I am feeling extremely angry and consumed by a tax situation involving a former employer. While I was working there I noticed the owner was a very bad business person – not paying employees or suppliers, always creating “fires” that she was running around to put out. I stopped working there after two months.
Now a year later, I haven’t gotten my tax refund yet and must submit certain document to the IRS. This employer has been extremely noncooperative, disappearing for many days at a time after promising to send important documents. Recently she sent the requested document and it did not match what she had given me to file my taxes with. The new document says she didn’t take any taxes out. The old document that I filed said she did. She is now telling me the new document is correct. It doesn’t add up, I am suspicious she withheld the taxes and didn’t pay the IRS. But it’s difficult to say as she has become nonresponsive again and is not sending other documents I need.
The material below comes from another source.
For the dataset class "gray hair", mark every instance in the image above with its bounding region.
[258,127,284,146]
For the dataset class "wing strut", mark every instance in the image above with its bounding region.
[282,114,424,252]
I am spending hours of my life on hold trying to talk to the IRS and figure out what to do. And I’m FURIOUS. I am having a hard time processing the anger and I know it’s ultimately not serving me in this situation. But I am filled with rage at the incompetency and lack of respect this person is demonstrating. And I see that I’m giving her a lot of power here around my mood and of course she’s the last fucking person I want to trust with my emotions!!
This process feels like it’s taking over too much of my life.
I’m feeling calmer than I was earlier, when I was feeling overwhelmed by my anger towards this person and situation, but I’d love some help navigating this. Thank you!